PAIMI Eligible Individuals

  • Are diagnosed with a significant mental illness or emotional impairment, as determined by a mental health professional qualified under the laws and regulations of the State, and

  • Are inpatients or residents in public or private residential facilities that provide care or treatment to individuals with mental illness, and

  • Were abused, neglected or had their rights violated, or were in danger for abuse, neglect or rights violations, while receiving care or treatment in a public or private residential facility

 

 

State P&A Systems also are Authorized to Intervene on Behalf of PAIMI Eligible Clients

  • During their transport or admission to a residential care or treatment facility or,

  • Within 90 days of their discharge from a facility or,

  • Who die while in a residential care or treatment facility or whose whereabouts in the facility are unknown or,

  • Who are involuntarily confined in a municipal detention facility/jail for reasons other than to serve a sentence resulting from conviction for a criminal offense

On October 17, 2000, the PAIMI Act was Amended to Create a 57th P&A System—the American Indian Consortium (Shiprock, New Mexico) and to provide P&A systems the authority to serve persons with significant mental illness and severe emotional impairment who reside in the community, including their own homes. However, Congress stated that State P&A systems' service priorities must focus on individuals in residential settings.

 

 

The Children’s Health Act

The Children’s Health Act of 2000, also enacted in October 2000, mandated that public and private facilities protect the rights of persons with mental illness, including children and youth in non-medical, community-based facilities, who reside in public and private facilities from the inappropriate use of seclusion and restraint. Facilities must report all incidents involving the seclusion and restraint and any resulting fatalities to the appropriate State agency and to the State P&A systems. The systems will investigate these complaints. The facilities must also ensure that it maintains sufficient number of staff who are adequately and appropriately trained in de-escalation and crisis management techniques, and alternatives to the use of seclusion and restraint, etc.

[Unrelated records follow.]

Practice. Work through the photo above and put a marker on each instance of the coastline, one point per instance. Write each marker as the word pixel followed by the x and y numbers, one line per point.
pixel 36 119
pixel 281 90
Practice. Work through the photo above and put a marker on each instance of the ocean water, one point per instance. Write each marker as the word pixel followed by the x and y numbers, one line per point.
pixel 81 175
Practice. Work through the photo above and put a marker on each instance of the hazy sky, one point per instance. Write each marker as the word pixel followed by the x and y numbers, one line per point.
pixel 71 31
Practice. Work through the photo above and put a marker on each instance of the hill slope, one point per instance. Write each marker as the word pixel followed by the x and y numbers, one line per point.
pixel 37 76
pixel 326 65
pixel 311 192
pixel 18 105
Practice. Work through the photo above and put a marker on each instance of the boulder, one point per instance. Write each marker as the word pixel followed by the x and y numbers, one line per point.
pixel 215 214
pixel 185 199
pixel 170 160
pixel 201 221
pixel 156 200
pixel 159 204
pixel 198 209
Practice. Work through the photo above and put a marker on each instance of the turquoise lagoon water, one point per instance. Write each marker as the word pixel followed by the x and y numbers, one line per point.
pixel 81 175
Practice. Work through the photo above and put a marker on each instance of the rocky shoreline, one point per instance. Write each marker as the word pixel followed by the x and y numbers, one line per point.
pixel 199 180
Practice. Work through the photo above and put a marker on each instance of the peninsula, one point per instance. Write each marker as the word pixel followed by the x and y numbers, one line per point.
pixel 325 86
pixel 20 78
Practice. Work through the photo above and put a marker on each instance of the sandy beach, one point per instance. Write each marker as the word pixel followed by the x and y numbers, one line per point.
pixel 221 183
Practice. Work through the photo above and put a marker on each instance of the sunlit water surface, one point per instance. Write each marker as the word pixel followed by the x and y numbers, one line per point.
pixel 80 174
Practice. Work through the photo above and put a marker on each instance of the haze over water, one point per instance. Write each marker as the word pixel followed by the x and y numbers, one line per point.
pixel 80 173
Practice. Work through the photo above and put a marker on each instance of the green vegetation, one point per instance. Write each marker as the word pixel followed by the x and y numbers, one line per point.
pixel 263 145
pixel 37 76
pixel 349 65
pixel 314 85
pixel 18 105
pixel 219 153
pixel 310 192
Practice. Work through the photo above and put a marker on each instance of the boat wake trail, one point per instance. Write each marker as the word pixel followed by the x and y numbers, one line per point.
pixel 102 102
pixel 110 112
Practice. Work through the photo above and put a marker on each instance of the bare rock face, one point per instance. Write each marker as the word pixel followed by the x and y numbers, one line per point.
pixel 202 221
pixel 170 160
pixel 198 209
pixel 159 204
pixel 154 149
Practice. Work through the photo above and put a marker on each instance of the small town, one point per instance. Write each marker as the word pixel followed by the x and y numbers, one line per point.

Each State P&A system is different and the services offered to State PAIMI eligible residents will vary due to resource limitations and consumer needs. The activities and services of each P&A are established annually by its Governing Board with the advice and recommendations from its PAIMI Advisory Council, chaired by a mental health consumer or a family member of a consumer (child), and composed of former recipients of mental health services, an attorney, service providers, and persons knowledgeable of mental health issues).

In 2019, Disability Rights Oregon’s Advisory Council changed its name to the Mental Health Advisory Council.